Rogério, Póvoa, Guerra, besugo e Ernesto. Além do Fidalgo, dos irmãos retornados e doutro que já não me lembro, nem do nome, mas sei que havia outro.
No Liceu de Lamego havia sempre, todos os anos, campeonatos entre turmas. Havia torneios de futebol de salão, de andebol, de basquetebol. Havia também de futebol de onze, mas esse era entre anos, não havia entre turmas, não dava: já havia turmas mistas. O que era bom.
Nas festas, tocava quase sempre o Vector.
Gervásio Pina, os irmãos Pina, o Beto Mendonça. O Fausto na bateria. Pink Floyd, Camel, Triumvirat, outras coisas da altura, eles tiravam aquilo nota a nota, do vinil ou do "deck", até à perfeição.
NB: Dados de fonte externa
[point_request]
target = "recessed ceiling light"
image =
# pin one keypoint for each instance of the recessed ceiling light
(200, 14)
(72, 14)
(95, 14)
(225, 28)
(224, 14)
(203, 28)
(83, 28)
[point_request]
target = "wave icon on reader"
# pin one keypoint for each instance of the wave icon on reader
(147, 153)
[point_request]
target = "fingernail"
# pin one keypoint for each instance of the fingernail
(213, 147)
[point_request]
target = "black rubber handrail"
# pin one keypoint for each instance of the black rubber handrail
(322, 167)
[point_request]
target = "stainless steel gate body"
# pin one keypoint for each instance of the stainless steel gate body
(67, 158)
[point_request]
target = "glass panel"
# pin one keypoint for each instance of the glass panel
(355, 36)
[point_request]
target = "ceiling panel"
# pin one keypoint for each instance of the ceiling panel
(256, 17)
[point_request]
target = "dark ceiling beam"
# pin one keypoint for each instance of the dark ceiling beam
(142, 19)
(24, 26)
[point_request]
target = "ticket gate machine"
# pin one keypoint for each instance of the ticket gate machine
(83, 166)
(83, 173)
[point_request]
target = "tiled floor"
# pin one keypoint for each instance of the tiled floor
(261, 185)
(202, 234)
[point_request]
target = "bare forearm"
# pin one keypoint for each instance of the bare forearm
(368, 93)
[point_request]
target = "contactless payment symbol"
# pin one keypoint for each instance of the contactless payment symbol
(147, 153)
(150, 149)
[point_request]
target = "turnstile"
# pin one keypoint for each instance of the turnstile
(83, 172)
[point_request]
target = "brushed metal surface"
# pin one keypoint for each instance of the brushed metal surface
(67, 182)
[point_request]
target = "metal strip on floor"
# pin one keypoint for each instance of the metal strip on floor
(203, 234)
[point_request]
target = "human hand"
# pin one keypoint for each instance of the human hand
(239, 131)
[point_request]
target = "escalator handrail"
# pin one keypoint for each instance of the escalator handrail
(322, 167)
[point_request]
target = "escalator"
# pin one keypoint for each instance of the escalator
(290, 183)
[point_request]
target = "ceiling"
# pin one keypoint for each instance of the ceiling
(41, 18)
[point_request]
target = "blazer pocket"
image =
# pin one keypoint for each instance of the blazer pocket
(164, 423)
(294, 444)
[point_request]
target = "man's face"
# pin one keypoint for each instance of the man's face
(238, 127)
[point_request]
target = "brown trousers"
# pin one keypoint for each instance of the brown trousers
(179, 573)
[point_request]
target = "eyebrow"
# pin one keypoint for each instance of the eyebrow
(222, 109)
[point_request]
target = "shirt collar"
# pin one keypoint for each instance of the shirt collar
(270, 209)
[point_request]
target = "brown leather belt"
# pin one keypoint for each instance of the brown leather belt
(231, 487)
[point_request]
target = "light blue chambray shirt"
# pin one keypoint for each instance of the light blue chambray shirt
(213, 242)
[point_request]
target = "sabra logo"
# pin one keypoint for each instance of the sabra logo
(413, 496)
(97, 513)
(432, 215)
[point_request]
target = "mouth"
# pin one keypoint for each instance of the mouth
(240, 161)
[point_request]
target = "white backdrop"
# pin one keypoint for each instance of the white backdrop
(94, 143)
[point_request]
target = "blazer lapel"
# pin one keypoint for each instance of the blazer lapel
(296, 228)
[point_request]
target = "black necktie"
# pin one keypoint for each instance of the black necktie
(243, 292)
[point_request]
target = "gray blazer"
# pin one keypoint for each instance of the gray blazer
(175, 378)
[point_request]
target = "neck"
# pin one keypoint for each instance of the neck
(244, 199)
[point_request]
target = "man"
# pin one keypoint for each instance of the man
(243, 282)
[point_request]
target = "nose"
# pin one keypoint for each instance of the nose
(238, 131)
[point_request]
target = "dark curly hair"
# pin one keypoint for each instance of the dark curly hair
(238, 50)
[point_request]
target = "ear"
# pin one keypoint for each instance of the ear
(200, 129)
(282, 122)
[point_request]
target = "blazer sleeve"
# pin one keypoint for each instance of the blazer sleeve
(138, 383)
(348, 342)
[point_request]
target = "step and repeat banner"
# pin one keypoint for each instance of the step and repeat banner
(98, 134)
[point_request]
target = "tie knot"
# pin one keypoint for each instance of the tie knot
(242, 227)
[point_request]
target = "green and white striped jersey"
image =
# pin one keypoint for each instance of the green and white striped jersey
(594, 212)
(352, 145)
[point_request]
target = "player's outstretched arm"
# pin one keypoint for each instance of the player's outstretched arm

Éramos novos, parecia-nos bem. Fizeram, mais tarde - o "Vector" - os "Malaposta". Naquele tempo do "roque português". Não resultou, coisas comuns.
Por essa altura, ou um bocadinho antes, o Luís Portugal - antes de conhecer os miúdos que uns anos antes tinham ido cantar a "Menina de Luto" ao Festival e, com ele, fizeram, depois, os Jáfumega - tinha um grupo que se chamava Opus Music e que também nos punha meio doudos nas noites de baile: tocavam muito bem, também. Por esse tempo o Armindo impava de contente, que o irmão tinha chegado da Guiné, de férias. Férias da guerra.
Havia outros que tocavam bem. Os "Triumvirat", de Amarante, por exemplo. Eu na altura era muito miúdo mas andava atento a isso, depois acabou-se tudo e lembrei-me só hoje.
Isto aqui não é sobre isto, isto aqui é de bola. Desculpem. Eu tento safar-me.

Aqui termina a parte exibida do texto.